Counterfactual do-what-I-mean
A putative new idea for AI control; index here.
The counterfactual approach could be used to possibly allow natural language goals for AIs.
The basic idea is that when the AI is given a natural language goal like “increase human happiness” or “implement CEV”, it is not to figure out what these goals mean, but to follow what a pure learning algorithm would establish these goals as meaning.
This would be safer than a simple figure-out-the-utility-you’re-currently-maximising approach. But it still doesn’t solve a few drawbacks. Firstly, the learning algorithm has to be effective itself (in particular, modifying human understanding of the words should be ruled out, and the learning process must avoid concluding the simpler interpretations are always better). And secondly, humans’ don’t yet know what these words mean, outside our usual comfort zone, so the “learning” task also involves the AI extrapolating beyond what we know.
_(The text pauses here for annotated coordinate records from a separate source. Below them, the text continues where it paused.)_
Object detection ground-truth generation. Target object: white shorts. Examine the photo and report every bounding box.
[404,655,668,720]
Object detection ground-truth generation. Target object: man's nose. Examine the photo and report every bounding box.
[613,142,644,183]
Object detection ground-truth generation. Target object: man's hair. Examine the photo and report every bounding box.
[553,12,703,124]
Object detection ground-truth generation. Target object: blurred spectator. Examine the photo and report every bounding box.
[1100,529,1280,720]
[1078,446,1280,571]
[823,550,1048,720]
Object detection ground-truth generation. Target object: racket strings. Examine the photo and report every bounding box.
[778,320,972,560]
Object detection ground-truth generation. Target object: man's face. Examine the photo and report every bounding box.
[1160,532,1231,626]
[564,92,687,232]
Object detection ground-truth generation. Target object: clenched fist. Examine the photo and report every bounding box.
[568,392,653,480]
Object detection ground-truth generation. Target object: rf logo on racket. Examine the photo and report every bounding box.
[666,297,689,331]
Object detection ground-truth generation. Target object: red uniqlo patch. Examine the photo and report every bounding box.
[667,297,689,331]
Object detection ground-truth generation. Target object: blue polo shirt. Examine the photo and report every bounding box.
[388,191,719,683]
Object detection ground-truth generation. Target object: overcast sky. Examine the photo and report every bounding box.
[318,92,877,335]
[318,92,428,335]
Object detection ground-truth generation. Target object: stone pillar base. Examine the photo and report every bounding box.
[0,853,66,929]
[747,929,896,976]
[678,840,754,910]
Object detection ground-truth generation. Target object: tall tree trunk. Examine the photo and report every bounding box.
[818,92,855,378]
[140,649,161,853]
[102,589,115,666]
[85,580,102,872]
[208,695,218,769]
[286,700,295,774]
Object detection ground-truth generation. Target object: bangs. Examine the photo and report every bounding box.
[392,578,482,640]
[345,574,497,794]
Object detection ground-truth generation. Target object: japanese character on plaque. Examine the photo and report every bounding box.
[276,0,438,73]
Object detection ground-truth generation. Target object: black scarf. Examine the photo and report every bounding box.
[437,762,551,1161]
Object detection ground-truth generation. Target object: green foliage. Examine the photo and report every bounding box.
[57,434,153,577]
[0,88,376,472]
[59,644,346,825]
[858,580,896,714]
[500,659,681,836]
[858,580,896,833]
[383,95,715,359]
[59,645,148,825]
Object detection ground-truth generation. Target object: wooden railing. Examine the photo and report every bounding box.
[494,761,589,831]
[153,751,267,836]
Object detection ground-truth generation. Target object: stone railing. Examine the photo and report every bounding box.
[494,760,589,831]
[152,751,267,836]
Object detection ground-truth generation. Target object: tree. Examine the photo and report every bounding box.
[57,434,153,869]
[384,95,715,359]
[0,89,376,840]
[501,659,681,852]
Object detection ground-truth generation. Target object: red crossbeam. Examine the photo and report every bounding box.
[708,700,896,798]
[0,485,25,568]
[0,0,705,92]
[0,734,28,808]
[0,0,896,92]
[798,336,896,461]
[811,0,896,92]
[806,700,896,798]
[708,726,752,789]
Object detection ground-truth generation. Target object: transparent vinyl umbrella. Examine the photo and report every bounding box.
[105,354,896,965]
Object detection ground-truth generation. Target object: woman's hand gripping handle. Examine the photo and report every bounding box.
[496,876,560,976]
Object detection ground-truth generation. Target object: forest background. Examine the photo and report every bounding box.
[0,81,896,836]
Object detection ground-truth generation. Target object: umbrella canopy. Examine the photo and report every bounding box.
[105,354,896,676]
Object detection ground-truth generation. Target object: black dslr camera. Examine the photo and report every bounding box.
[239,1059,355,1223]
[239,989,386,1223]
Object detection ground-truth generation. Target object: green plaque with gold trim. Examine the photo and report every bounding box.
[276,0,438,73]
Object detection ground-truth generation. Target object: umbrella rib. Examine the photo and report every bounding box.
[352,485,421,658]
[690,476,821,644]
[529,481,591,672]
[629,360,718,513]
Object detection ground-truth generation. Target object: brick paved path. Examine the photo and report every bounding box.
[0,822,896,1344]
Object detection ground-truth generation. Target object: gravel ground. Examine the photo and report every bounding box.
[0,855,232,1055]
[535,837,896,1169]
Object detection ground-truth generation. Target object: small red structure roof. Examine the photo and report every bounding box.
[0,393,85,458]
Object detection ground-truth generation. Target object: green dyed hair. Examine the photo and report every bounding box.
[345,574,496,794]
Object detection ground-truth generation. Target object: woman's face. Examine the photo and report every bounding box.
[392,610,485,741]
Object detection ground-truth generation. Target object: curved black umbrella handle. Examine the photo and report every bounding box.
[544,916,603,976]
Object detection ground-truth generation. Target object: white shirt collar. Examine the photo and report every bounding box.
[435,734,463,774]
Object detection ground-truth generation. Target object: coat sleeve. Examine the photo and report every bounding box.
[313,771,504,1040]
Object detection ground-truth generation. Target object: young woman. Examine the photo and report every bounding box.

So I think there are basically two issues with specifying natural language goals that should be separated:
Defining “what we mean” precisely, e.g. as a mathematical expression. Here is an example of such a proposal.
Design an AI system to make its best effort at estimating the value of this mathematical expression (with its limited computing resources). Here is a statement of this problem and some initial thoughts on it. If we are able to program an AI system to efficiently estimate this value, then it does not seem much harder to program an AI system to efficiently act on the basis of this estimate.
Both of these problems seem pretty hard. I don’t know whether you factor the problem a similar way? I also don’t see where stratification fits in; I’m not sure what it is meant to do that Paul’s proposal for (1) doesn’t already do. My guess is that you want “what we mean” to be defined in terms of the interaction of a human/AI system rather than just a human thinking for a really long time, but I don’t see the motivation for this.
This idea is actually very similar to Paul’s idea, but doesn’t require such an ideal setup.
I still don’t understand the motivation. Is the hope that “what <X value learning algorithm> would infer from observing humans in some hypothetical that doesn’t actually happen” is easier to make inferences about than “what humans would do if they thought for a very long time”?